PIC16F877 MCU DS18B20 digital tube thermometer simulation program can display negative temperature

The circuit diagram is as follows:

//************************************************************

// Function implemented: Digital tube displays real-time temperature, supports negative temperature

// Chip PIC16F877

// XT:4MHZ

//************************************************************

#include //Includes the predefined internal resources of the MCU

#define LVP 0x3f39

// Crystal: XT; Code: No code protection; Power-on delay timer off;

//Low voltage reset disabled; watchdog disabled; low voltage programming disabled

__CONFIG (XT & UNPROTECT & PWRTDIS & BORDIS & WDTDIS & LVP);

#define uch unsigned char //Give unsigned char an alias name of uch

#define DQ RA2 //Define 18B20 data port 

#define DQ_DIR TRISA2 //Define 18B20D port direction register 

#define DQ_HIGH() DQ_DIR =1 //Set the data port to input

#define DQ_LOW() DQ_DIR = 0; DQ = 0 //Set the data port to output

const unsigned char ledcode[12]={0x3F,0x06,0x5B,0x4F,0x66,0x6D,0x7D,0x07,0x7F,0x6F,0x00,0x40};

//Common cathode digital tube 0123456789 segment code without decimal point, positive and negative sign bit

const unsigned char ledcode1[12]={0xBF,0x86,0xDB,0xCF,0xE6,0xED,0xFD,0x87,0xFF,0xEF,0x00,0x40};   

//Common cathode digital tube with decimal point 0123456789 segment code, positive and negative sign bit 

void init_port(void);

void delay(char x,char y); 

void delay_1ms(void);

void delay_ms(unsigned int time);

void interrupt dealtime();

void tmint(void);

void timetoseg(uch fh_temp,uch bai_temp,uch shi_temp,uch ge_temp,uch sf_temp,uch bf_temp,uch qf_temp,uch wf_temp);

void binary_temp(uch TL , signed char TH);

void reset(void);

void write_byte(uch val);

uch read_byte(void);

void get_temp(void);

unsigned char display_data[8];

unsigned char intcount=0; 

uch TLV=0 ; //The collected temperature is 8 bits high

uch THV=0; //The collected temperature is 8 bits lower

union temp //define a union

{

int T;        

uch TV[2];        

}temp;

signed char TZ=0; //The integer part of the converted temperature value, with a sign bit

uch TX=0; //The decimal part of the converted temperature value

unsigned int wd; //BCD code format of the converted temperature value

unsigned char fh; //sign bit

unsigned char bai; // integer hundreds place

unsigned char shi; // tens digit

unsigned char ge; // integer digit

unsigned char shifen; //tenths place

unsigned char baifen; //percentile

unsigned char qianfen; //thousandths

unsigned char wanfen; //ten thousandth place

//************************************************************

// Main program

//************************************************************

void main(void)

{

init_port();

tmint();

while(1)

  {         

   get_temp();

   timetoseg(fh,bai,shi,ge,shifen,baifen,qianfen,wanfen);  

  }

}

//************************************************************

//Port initialization

// PORTD is used as digital tube segment driver (high effective)

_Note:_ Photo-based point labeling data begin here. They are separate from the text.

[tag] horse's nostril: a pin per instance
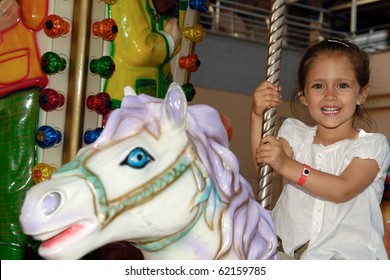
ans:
(51, 202)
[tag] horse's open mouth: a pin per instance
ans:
(64, 235)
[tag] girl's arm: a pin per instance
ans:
(266, 95)
(359, 174)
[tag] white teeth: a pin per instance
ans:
(330, 109)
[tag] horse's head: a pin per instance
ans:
(142, 157)
(160, 176)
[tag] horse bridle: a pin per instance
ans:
(106, 210)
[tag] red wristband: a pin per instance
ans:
(305, 173)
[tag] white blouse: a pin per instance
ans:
(352, 230)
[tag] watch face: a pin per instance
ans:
(163, 7)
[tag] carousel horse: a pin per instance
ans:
(160, 176)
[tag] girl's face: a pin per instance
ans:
(331, 92)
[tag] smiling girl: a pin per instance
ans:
(330, 207)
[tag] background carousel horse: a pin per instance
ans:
(160, 176)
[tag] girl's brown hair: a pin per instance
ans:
(360, 63)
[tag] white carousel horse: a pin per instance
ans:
(160, 176)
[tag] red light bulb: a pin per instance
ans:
(50, 99)
(55, 26)
(100, 103)
(189, 63)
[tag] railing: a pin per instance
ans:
(304, 25)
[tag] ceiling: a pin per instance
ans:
(370, 14)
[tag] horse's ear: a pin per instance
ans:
(175, 105)
(129, 91)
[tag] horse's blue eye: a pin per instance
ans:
(137, 158)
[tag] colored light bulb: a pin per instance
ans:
(194, 33)
(55, 26)
(100, 103)
(50, 99)
(190, 63)
(52, 63)
(103, 66)
(47, 136)
(90, 136)
(199, 5)
(189, 91)
(110, 2)
(41, 172)
(106, 29)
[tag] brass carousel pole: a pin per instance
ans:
(264, 190)
(79, 57)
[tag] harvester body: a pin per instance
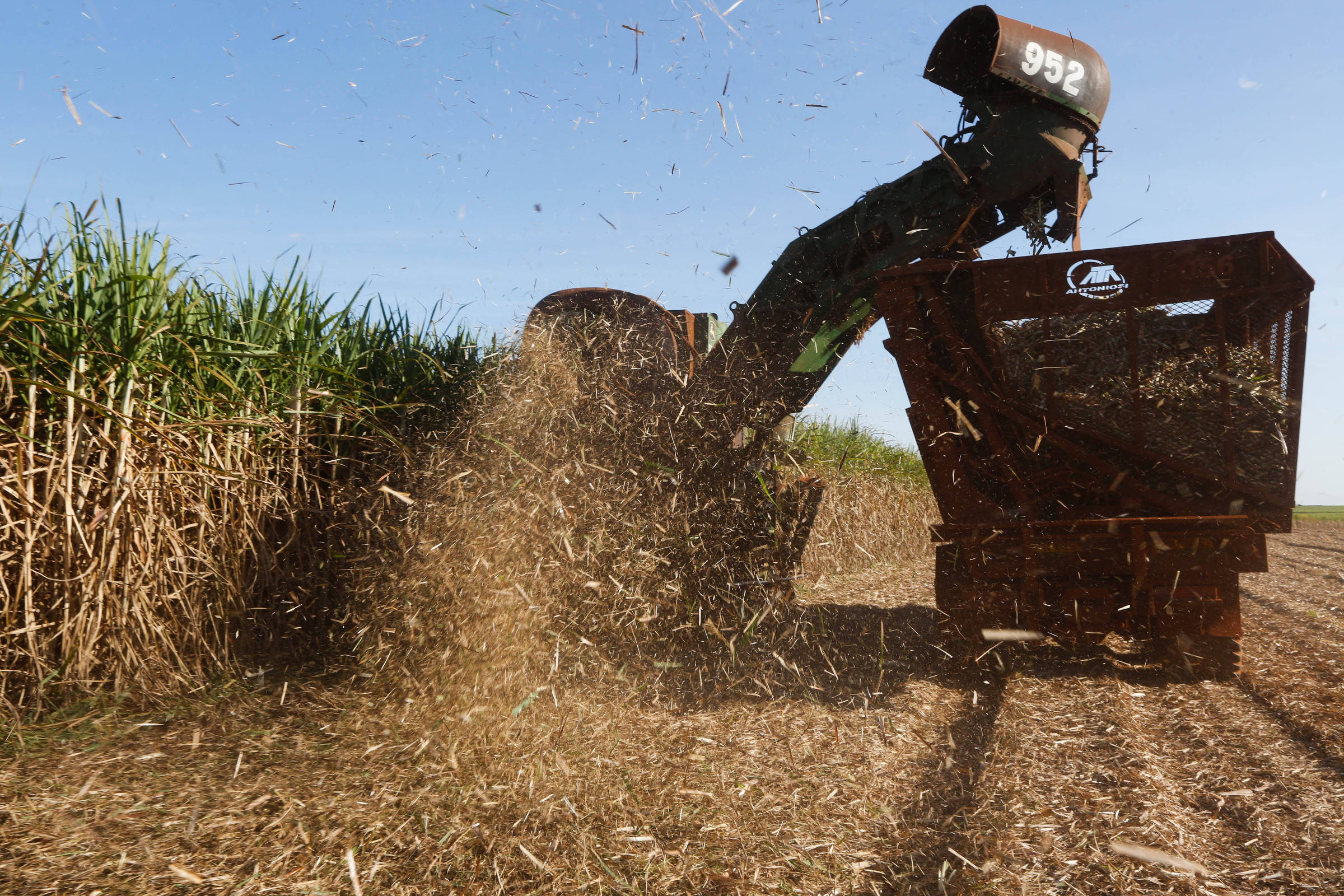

//PORTE is used as digital tube bit selection driver (low effective)

//************************************************************

void init_port(void)

{

  RBPU=0;

// PORTB = 0xFF;

  TRISB=0xFF; 

  PORTD=0x00; //

  TRISC=0x00; //Port C controls the LED indicator, set to output

  TRISD=0; //Port D is used as a digital tube segment and is set to output

  ADCON1=0x07; // Make port A and port E all digital I/O ports

  TRISE=0x00; //Port E is used as the digital tube position selection control pin, set to output   

  PORTE=0x00; 

}

//************************************************************

// Delay procedure

//************************************************************

void delay(char x,char y) 

{

  char z;

  do{

      z=y;

      do{;}while(--z);

     }while(--x);

}

//The instruction time is: 7+(3*(Y-1)+7)*(X-1). If we add the 7 instructions for calling the function, setting the page, and passing parameters, the instruction time is: 7+(3*(Y-1)+7)*(X-1).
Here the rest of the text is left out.